Manhattan Plot of Top eQTL Gene (Excluding Chr 4)

Purpose: Find the gene whose genotype has the most significant effect on other genes’ expression (excluding chromosome 4), and visualize its trans effects across the genome.

# Get gene positions
gene_pos <- data.frame(
  gene_id = genes_annot$gene_id,
  chr = as.character(seqnames(genes_annot)),
  pos = start(genes_annot),
  stringsAsFactors = FALSE
)

# Filter to genes that exist in both position info and cached matrix
genes_in_matrix <- colnames(pval_matrix_full)
genes_with_pos <- intersect(genes_in_matrix, gene_pos$gene_id)
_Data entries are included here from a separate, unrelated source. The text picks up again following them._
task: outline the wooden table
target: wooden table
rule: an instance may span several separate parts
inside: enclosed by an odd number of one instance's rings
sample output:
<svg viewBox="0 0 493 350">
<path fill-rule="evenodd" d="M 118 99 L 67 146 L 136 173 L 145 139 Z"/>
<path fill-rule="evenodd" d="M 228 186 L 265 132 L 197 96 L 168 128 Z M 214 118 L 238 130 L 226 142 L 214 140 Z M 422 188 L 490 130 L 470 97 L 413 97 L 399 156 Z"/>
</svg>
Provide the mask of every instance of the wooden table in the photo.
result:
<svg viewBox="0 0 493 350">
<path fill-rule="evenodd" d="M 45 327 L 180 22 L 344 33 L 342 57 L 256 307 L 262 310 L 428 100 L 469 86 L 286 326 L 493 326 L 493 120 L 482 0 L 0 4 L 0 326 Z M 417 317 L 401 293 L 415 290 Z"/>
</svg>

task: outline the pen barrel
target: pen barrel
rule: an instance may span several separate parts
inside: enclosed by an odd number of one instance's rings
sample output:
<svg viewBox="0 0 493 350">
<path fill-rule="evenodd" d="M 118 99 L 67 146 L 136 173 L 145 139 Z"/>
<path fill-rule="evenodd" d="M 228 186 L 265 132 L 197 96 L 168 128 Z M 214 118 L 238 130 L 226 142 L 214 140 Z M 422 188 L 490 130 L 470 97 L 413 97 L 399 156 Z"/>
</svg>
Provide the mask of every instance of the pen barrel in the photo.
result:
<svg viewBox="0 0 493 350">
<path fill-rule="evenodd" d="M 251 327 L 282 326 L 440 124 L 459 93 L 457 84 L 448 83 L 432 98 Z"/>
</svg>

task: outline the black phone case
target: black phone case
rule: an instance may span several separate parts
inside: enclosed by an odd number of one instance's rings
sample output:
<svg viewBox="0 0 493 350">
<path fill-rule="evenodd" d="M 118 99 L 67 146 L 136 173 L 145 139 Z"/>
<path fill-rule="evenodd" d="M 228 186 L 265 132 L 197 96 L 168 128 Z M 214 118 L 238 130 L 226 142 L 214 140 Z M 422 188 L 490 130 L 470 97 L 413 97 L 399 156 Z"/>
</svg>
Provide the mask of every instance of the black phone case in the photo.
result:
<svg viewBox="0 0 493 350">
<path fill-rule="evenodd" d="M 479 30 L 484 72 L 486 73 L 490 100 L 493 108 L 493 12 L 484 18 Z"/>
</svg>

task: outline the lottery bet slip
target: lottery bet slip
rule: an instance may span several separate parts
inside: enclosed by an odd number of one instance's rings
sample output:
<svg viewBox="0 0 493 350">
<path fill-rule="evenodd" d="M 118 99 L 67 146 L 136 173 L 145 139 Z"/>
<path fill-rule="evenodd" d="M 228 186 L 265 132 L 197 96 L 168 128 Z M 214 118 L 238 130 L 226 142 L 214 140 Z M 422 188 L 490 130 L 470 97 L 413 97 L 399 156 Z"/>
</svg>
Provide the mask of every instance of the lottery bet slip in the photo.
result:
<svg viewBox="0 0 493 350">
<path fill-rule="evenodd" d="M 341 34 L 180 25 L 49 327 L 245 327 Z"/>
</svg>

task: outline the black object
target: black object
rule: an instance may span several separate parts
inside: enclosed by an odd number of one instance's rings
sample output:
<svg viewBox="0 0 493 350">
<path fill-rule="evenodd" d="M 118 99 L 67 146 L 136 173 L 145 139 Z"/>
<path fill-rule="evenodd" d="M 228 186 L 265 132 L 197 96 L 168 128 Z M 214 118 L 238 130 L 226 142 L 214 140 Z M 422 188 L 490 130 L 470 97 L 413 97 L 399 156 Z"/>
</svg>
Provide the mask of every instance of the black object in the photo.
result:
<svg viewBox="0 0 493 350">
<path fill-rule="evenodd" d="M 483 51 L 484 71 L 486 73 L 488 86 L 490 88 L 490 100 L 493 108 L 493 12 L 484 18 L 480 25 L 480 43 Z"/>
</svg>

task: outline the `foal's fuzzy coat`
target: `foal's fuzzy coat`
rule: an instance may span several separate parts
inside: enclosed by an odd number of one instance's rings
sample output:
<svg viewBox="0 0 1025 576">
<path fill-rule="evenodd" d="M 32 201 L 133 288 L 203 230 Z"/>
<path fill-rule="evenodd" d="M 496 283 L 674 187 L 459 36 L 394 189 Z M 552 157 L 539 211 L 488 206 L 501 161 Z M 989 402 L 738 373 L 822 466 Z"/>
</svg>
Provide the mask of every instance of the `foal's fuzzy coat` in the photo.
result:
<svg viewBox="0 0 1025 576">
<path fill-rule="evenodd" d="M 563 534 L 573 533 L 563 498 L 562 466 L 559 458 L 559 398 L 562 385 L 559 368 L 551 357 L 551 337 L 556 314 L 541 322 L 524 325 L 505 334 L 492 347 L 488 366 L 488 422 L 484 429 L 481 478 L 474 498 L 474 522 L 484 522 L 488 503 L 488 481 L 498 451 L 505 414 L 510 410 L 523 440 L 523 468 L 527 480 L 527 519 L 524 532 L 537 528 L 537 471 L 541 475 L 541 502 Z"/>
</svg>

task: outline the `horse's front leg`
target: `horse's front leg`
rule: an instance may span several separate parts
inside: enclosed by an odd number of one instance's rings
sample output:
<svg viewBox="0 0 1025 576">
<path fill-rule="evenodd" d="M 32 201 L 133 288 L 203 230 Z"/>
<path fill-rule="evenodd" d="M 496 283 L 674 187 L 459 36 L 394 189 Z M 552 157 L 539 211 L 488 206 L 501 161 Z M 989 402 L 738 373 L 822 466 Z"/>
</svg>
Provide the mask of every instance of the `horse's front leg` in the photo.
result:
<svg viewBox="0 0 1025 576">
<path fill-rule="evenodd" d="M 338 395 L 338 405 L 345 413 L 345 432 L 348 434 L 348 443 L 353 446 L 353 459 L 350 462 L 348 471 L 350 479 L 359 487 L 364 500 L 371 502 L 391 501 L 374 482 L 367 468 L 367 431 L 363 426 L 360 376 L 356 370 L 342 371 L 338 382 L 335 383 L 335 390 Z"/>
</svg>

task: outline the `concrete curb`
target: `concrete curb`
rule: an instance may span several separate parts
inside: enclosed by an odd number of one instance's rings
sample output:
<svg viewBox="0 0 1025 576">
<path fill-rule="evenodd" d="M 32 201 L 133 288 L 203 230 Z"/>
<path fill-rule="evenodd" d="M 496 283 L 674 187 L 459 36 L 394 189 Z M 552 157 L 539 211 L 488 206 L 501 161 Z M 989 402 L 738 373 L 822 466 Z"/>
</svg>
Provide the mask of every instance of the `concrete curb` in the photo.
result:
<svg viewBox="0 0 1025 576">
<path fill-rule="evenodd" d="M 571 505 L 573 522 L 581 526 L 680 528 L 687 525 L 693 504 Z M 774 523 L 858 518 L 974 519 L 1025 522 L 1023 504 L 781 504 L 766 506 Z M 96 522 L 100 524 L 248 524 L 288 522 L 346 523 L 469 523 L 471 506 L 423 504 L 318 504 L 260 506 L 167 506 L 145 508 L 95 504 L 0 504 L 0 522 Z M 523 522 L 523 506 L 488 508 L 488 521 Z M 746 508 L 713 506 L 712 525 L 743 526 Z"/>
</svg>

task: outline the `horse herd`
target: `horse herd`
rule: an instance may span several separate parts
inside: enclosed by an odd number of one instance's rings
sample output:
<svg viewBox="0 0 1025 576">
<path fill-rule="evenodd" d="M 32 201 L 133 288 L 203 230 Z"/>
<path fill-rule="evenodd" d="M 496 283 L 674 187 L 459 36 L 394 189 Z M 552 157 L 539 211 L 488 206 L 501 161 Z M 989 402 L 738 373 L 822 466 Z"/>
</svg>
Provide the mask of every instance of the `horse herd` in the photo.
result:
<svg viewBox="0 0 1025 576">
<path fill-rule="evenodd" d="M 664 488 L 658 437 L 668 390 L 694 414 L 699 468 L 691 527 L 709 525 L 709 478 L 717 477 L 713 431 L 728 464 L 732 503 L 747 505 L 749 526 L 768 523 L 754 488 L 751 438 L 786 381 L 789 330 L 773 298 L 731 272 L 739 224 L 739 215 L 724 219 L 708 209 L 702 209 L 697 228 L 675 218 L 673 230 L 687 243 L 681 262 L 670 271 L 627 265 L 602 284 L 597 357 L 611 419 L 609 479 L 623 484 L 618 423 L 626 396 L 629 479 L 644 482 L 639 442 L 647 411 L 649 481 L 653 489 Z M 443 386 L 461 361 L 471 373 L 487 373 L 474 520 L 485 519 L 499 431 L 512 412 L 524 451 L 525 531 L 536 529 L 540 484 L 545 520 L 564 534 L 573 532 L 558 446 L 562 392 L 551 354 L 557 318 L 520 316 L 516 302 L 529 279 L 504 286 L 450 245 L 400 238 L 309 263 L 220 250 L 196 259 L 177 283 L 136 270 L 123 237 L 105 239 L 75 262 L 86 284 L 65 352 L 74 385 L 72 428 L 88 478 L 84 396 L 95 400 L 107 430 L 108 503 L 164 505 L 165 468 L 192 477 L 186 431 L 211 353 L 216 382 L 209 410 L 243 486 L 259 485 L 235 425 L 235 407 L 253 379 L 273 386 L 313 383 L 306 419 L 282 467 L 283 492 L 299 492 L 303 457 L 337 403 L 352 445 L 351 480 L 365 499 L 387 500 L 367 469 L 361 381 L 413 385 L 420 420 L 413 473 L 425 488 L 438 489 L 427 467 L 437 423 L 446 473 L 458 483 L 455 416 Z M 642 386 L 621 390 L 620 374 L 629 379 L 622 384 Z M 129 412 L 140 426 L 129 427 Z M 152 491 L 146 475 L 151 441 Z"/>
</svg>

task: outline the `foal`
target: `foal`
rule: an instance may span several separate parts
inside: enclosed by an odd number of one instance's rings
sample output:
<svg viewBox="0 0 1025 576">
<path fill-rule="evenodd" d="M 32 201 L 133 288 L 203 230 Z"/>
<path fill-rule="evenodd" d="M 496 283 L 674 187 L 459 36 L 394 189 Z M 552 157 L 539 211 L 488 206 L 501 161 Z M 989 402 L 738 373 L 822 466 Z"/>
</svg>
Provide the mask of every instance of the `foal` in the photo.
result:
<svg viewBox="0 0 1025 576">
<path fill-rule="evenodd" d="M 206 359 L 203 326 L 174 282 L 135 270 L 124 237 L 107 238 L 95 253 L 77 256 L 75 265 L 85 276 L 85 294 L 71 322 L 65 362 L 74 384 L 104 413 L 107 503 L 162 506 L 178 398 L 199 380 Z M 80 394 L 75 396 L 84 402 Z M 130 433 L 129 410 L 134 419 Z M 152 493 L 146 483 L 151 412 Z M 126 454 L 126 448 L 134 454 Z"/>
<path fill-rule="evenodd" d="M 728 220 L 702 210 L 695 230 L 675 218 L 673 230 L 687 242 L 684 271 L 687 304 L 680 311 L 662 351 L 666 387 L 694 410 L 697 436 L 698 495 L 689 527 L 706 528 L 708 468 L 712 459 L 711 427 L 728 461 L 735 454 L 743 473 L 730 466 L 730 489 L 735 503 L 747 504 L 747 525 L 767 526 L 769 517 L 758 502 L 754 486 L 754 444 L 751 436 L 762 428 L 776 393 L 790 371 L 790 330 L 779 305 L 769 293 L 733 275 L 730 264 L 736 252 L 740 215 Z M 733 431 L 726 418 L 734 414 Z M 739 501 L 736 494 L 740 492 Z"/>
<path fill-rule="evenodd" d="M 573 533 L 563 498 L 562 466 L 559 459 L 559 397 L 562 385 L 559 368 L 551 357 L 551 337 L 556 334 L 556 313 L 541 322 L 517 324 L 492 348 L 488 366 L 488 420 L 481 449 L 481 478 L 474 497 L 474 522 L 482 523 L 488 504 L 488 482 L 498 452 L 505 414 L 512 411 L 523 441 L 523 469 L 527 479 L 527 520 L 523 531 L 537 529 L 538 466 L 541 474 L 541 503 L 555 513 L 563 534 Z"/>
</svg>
# Exclude chromosome 4 source genes
chr4_genes <- gene_pos$gene_id[gene_pos$chr == "4"]
source_genes_no_chr4 <- setdiff(genes_with_pos, chr4_genes)

{
  cat("=== Finding Top eQTL Gene (Excluding Chr 4) ===\n\n")
  cat("Genes in cached matrix:", length(genes_in_matrix), "\n")
  cat("Source genes on chr 4:", length(intersect(genes_in_matrix, chr4_genes)), "\n")
  cat("Source genes excluding chr 4:", length(source_genes_no_chr4), "\n")
}

## === Finding Top eQTL Gene (Excluding Chr 4) ===
## 
## Genes in cached matrix: 5890 
## Source genes on chr 4: 899 
## Source genes excluding chr 4: 4991

# For each source gene (excluding chr4), find its minimum p-value
# across all target genes
source_stats <- data.frame(
  source_gene = source_genes_no_chr4,
  min_pval = vapply(source_genes_no_chr4, function(g) {
    min(pval_matrix_full[, g], na.rm = TRUE)
  }, numeric(1)),
  max_abs_effect = vapply(source_genes_no_chr4, function(g) {
    max(abs(effect_matrix_full[, g]), na.rm = TRUE)
  }, numeric(1)),
  stringsAsFactors = FALSE
)

# Sort by p-value first, then by absolute effect
source_stats <- source_stats %>%
  arrange(min_pval, desc(max_abs_effect))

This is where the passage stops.